There have been a number of issues and problems in ordinary corporate governance in recent years and decades. Boards of directors of corporations are charged with supervising management of those corporations. Boards establish performance standards for those managers, and set their pay levels. They also are responsible for appointing auditors who scrutinize the books of the company, to ensure that the revenues, costs, the assets and liabilities are all accurately reported in its financial statements.
Yet, despite the discipline of the marketplace, and the twitchy financial markets, they have fallen down again and again, for example: Bre-X, Sino-Forest, Enron, Home Capital, and the securitized subprime mortgage meltdown that began ten years ago, slowly accelerating into the devastating global financial crisis.
There is supposed to be something called ‘shareholder democracy’, where ordinary investors can nominate directors and advance corporate bylaws that can improve management accountability and reign in compensation that can have little correlation with corporate financial or operational results.
There have been substantial advances in these efforts in the past several years, led by ‘activist’ investors such as aggressive hedge fund and private equity players, and some motivated institutional investors such as pension funds that recognize that simply selling out from an underperforming company may leave them with fewer investment options in the future.
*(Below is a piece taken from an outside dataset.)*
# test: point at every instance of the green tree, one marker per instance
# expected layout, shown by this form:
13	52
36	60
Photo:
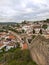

Ultimately, the market for corporate control, via takeovers, is used to wrest control from recalcitrant and lacklustre managers, bringing some disruption when restructuring occurs, but also reallocating corporate assets to their most profitable use.
Yet, there are no such remedies in the Crown corporation world. Directors of Crowns are political appointees, whose interests and strategy are aligned with the provincial or federal regime of the day. Some of them may have technical, managerial, directorial, or financial expertise, but the main criterion for consideration for board appointment is loyalty to the political party that put them on that board.
Executive compensation cannot be based on stock options or share price performance, as there are no shares publicly traded in Crown corporations, or they lose their non-tax status. They also have other goals besides maximizing current or future profits or profit margins, eliminating them as criteria for evaluating, and rewarding, managerial performance.
Being non-taxable, and having access to lower-cost provincial or federal debt funding, their cost of capital is much lower than for private sector companies, especially since their equity capital (contributed directly by government) is erroneously viewed as ‘cost-free’. Hence, a very low rate of return on assets is the bar they may or may not hurdle, guaranteeing a low-to-mediocre rate of return. So, the managers have little risk of being terminated for poor performance. (Incidentally, the best managers may not wish to work in such mediocre and low-reward firms.)
Provincial and federal ten year bonds yield around 2%. That should not be the measure of an adequate corporate rate of return; it would not be acceptable to any individual or institutional investor with the array of stock market and other opportunities available. Taxpayers deserve better.
Crown directors have even less vulnerability. So, such dismal returns can be perpetuated indefinitely, with taxpayer money being locked into investments that abysmally underperform those available in the public stock markets and elsewhere. The only thing worse is when politicians and their bureaucratic underlings actively meddle in Crown strategy, further reducing profitability as a priority.
Finally, Crown corporations are company-museum preservation vehicles; they are inherently backward-looking, seeking to protect industries and sectors that are in flux. Even such businesses as telecoms and power utilities have technological, legal, regulatory, and political risk and change: it is not clear that taxpayers should be exposed to such risk, when the entire investment could be lost, either gradually as sluggish Crowns hesitate to adapt (possibly shedding staff); or more swiftly and savagely.
The only thing worse than not-so-benign neglect is the sort of empire-building and social-political goal-seeking that provincial politicians have tried to do with the various provincial power companies, or the federal government has done in a number of specialty firms (especially in import-export and business development loans). Crown corporate governance is inherently almost impossible to be effective, and has failed to stop disastrous, costly new investment. There is hope for improvement, if the discipline of markets is brought to bear to reform and re-direct these flailing and insufficiently accountable Crowns.